Avec 70,4% des voix, Tharman Shanmugaratnam Le nouveau président de Singapour a été élu vendredi dernier (1er). Auparavant, l’économiste était président de la Banque centrale du pays, également connue sous le nom d’Autorité monétaire de Singapour (MAS).
Quant aux crypto-monnaies, Shanmugaratnam a un avis critique. A Davos, lors d’un événement du FMI, il a déclaré qu’ils « purement spéculatif » et qui doit être réglementé au niveau le plus élevé possible.
« Si vous envisagez de réglementer les crypto-monnaies de la même manière que nous réglementons les banques, les compagnies d’assurance et autres, pour des raisons de prudence et de stabilité financière, cela légitime-t-il quelque chose de purement spéculatif et, en fait, un peu fou ? »
Shanmugaratnam note ensuite que le meilleur choix est de fournir un « ultra clarté » réglementaire, notant que les gens doivent être conscients qu’ils investissent à leurs propres risques.
Singapour accueille un nouveau président qui n’est pas fan des crypto-monnaies
Même avant que Tharman Shanmugaratnam ne devienne président de Singapour, le pays montrait déjà des signes clairs de sa volonté d’imposer des limites au secteur des cryptomonnaies.
À titre d’exemple, en janvier 2022, Singapour a désactivé les distributeurs automatiques de crypto-monnaie, affirmant qu’elle visait à protéger ses citoyens contre les achats impulsifs. Plus tard en octobre, il a tenté d’interdire l’achat de crypto-monnaies avec des cartes de crédit.

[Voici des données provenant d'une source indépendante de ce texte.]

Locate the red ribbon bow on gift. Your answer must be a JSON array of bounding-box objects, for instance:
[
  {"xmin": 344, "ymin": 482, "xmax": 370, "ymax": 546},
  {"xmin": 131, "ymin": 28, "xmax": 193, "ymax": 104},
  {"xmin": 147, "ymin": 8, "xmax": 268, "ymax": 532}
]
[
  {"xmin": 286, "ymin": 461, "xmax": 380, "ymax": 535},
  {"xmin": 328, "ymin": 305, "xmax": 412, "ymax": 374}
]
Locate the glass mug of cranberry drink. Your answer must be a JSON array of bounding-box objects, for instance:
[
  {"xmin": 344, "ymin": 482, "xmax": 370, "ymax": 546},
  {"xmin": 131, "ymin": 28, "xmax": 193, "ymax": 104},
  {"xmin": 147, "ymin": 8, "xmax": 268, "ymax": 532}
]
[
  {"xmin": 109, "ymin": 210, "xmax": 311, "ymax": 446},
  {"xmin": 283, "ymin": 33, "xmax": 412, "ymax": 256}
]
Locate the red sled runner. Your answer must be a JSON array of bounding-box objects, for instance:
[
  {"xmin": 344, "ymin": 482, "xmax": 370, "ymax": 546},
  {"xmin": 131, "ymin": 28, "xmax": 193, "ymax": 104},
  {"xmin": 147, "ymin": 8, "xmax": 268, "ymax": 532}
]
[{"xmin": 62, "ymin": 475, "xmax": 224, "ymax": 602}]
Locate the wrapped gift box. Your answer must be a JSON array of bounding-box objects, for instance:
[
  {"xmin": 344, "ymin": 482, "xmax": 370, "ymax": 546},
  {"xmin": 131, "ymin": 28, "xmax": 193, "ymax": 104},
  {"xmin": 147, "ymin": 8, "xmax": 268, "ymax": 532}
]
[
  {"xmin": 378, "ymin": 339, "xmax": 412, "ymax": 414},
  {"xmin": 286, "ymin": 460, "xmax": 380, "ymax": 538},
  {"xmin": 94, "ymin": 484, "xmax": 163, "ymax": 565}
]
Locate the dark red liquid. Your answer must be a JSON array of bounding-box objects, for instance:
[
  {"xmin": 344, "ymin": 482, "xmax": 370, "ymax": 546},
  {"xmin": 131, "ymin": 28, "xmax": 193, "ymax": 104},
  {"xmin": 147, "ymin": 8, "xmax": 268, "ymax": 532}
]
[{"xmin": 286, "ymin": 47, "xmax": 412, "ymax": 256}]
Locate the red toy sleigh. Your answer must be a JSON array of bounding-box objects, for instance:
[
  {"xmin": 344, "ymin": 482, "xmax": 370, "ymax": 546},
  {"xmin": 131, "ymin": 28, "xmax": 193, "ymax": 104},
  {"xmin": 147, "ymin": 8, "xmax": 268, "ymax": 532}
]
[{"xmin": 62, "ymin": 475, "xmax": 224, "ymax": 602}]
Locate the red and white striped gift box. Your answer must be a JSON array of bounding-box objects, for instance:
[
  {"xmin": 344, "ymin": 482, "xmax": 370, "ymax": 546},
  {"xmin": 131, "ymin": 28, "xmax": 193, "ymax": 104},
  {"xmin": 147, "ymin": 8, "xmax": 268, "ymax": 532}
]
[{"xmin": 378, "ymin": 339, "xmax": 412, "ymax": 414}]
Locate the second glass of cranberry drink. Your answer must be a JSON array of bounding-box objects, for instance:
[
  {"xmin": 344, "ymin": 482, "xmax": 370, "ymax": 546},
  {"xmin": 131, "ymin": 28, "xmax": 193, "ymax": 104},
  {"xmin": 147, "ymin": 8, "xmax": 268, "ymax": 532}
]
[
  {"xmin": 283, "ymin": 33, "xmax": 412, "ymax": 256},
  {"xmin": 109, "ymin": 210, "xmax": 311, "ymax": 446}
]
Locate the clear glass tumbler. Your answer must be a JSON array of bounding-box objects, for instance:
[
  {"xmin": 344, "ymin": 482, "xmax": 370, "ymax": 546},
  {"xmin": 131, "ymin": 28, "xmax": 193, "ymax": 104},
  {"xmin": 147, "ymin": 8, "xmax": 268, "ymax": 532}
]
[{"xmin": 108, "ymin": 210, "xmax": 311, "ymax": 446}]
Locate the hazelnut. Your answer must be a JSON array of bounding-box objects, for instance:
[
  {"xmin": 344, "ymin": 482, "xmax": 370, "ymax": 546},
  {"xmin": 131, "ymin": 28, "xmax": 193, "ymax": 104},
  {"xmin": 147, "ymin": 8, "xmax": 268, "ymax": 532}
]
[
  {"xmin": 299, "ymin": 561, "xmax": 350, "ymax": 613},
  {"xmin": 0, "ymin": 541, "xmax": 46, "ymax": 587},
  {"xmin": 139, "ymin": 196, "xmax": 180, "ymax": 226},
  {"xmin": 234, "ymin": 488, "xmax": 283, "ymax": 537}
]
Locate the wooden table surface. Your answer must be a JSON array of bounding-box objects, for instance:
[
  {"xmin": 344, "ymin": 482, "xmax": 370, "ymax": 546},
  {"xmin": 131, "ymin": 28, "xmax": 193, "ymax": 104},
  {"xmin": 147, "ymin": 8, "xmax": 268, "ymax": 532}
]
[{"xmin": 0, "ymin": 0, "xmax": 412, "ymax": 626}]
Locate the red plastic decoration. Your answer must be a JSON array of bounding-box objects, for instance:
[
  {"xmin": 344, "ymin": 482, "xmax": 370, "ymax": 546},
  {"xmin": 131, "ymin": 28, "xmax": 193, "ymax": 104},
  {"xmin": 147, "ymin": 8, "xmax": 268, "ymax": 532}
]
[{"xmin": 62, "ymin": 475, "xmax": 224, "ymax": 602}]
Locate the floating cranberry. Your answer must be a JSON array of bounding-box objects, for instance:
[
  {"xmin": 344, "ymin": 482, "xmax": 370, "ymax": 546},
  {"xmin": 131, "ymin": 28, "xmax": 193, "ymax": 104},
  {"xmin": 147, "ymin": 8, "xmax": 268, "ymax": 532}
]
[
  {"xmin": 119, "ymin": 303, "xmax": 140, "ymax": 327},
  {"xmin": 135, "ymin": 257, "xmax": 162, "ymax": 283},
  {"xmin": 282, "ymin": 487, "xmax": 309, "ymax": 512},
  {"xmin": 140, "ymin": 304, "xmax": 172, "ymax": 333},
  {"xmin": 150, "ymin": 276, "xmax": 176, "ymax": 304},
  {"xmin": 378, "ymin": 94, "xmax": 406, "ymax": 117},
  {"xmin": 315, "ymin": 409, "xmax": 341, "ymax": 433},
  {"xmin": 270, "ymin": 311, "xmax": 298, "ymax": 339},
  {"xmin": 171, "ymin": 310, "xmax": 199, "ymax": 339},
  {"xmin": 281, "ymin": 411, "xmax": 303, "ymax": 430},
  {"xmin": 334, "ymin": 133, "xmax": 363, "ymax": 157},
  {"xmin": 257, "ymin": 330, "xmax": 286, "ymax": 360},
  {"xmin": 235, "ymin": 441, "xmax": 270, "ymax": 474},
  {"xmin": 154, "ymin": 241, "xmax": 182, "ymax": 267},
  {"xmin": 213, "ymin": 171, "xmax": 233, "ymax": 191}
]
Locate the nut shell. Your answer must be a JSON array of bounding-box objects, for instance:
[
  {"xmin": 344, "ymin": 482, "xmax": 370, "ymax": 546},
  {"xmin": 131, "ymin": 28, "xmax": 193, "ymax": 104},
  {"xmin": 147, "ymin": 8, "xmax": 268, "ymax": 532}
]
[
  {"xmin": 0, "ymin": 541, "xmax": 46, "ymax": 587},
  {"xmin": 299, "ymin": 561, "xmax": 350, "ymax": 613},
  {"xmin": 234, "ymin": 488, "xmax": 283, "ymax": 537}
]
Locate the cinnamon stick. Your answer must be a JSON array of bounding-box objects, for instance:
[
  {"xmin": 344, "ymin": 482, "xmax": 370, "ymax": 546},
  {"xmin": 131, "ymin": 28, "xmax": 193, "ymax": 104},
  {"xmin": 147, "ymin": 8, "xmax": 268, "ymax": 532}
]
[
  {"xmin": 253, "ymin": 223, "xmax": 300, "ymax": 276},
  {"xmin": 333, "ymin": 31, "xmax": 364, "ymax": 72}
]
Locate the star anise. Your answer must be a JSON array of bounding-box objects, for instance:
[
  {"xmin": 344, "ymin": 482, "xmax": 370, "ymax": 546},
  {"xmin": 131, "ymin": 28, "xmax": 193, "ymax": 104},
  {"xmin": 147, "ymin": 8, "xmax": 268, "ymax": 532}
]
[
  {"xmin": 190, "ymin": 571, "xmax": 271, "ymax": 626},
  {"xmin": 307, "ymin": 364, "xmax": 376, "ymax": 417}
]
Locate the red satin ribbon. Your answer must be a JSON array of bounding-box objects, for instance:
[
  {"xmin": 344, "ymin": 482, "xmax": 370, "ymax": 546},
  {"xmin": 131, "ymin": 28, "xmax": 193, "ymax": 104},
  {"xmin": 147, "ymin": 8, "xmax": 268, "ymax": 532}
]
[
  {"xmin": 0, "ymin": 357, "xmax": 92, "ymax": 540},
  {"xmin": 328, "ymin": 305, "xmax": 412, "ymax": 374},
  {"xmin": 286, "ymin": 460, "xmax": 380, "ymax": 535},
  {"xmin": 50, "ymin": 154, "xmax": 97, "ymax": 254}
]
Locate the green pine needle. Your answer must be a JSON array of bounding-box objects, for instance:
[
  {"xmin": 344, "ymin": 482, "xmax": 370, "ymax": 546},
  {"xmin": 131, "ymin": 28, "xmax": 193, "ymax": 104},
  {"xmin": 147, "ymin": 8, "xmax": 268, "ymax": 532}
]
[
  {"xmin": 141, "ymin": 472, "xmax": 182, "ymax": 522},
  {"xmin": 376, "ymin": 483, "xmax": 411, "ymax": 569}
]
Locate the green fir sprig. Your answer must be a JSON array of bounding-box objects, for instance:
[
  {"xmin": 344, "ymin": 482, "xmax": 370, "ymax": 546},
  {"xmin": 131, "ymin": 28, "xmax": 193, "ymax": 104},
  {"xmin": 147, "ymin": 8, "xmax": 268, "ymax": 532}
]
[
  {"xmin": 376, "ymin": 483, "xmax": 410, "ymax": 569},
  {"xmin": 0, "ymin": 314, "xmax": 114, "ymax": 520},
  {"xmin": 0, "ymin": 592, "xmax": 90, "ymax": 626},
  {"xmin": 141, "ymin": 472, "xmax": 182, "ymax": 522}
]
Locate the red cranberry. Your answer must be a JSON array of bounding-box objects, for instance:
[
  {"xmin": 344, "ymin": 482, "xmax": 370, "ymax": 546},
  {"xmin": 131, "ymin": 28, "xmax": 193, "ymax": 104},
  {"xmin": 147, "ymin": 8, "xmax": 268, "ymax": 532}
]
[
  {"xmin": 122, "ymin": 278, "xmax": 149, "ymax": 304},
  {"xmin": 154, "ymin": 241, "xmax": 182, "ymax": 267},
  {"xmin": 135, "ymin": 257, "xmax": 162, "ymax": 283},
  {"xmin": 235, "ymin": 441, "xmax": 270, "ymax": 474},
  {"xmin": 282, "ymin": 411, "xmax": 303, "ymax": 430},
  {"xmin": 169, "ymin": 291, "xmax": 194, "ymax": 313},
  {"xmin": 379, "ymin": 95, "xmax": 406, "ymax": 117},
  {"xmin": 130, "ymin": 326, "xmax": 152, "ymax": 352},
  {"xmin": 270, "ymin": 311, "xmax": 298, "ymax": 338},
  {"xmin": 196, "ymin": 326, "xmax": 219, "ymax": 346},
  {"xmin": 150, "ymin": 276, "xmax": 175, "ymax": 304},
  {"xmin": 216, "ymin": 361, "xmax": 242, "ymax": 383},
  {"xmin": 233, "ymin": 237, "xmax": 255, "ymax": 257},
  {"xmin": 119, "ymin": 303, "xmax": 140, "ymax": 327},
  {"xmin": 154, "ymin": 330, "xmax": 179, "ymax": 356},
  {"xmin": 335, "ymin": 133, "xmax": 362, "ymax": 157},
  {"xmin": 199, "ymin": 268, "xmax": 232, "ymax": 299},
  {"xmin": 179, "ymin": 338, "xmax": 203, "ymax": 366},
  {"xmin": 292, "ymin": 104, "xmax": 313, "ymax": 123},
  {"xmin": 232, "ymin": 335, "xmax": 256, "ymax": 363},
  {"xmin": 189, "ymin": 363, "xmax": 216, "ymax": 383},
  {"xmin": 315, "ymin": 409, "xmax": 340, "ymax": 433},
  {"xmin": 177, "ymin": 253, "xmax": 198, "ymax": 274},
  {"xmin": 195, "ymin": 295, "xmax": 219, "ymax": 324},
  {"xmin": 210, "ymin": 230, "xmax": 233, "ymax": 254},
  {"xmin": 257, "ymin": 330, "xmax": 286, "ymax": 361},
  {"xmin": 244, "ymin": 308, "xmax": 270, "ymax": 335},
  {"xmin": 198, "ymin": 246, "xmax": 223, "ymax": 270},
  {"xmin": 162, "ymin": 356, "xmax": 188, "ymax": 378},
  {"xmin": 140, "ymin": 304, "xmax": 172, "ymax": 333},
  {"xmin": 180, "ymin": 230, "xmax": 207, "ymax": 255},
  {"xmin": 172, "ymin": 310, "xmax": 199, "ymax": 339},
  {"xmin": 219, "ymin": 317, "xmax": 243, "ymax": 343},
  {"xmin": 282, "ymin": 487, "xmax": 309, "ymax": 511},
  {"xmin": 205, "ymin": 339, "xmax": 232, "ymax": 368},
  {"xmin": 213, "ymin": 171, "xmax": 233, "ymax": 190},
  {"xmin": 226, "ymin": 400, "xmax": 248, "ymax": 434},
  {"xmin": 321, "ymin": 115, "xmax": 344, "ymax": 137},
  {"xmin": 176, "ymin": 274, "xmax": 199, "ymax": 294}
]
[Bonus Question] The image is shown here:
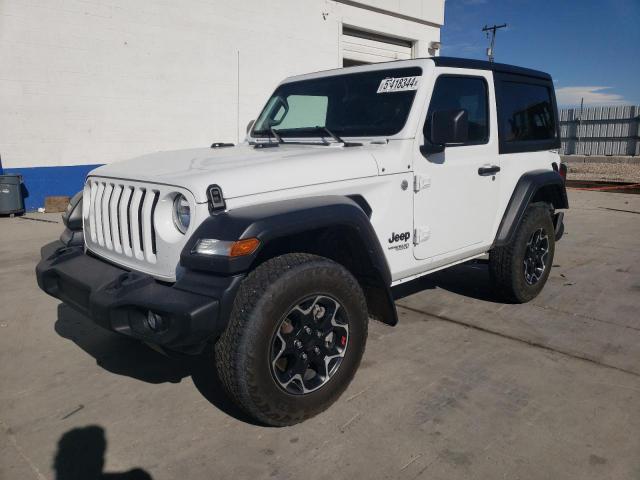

D’autres mesures prises par les régulateurs comprenaient des demandes de maintien de réserves de 125 % pour les crypto-monnaies telles que Bitcoin et Ethereum. Les Stablecoins inquiètent également les régulateurs locaux, mais les rapports soulignent heureusement qu’il existe des différences entre eux, car certains sont adossés et d’autres, dits algorithmiques, présentent un risque beaucoup plus élevé.
Un cas qui pourrait avoir influencé les décisions des régulateurs est la faillite de Three Arrows Capital (3AC). Basé à Singapour, 3AC a été l’un des géants touchés par l’effondrement de la crypto-monnaie Terra (LUNA) et d’autres investissements ratés.
Quant à l’entrée de Shanmugaratnam à la présidence de Singapour, il est possible que cela augmente la pression réglementaire sur le secteur des cryptomonnaies. Dans tous les cas, il est difficile de penser que le pays adopterait la même position que la Chine, par exemple, où le Bitcoin est interdit.
Enfin, d’autres pays misent sur des présidents plus ouverts sur le sujet. En Argentine, l’un des pays les plus touchés par l’inflation, Javier Milei a remporté les élections primaires. Au Mexique, un sénateur pro-Bitcoin s’est également récemment lancé dans la course à la présidentielle.
Aux États-Unis, plusieurs candidats ont déjà manifesté leur soutien au Bitcoin, notamment Ron DeSantis et Robert F. Kennedy Jr, qui ont promis de soutenir le dollar en Bitcoin et en or.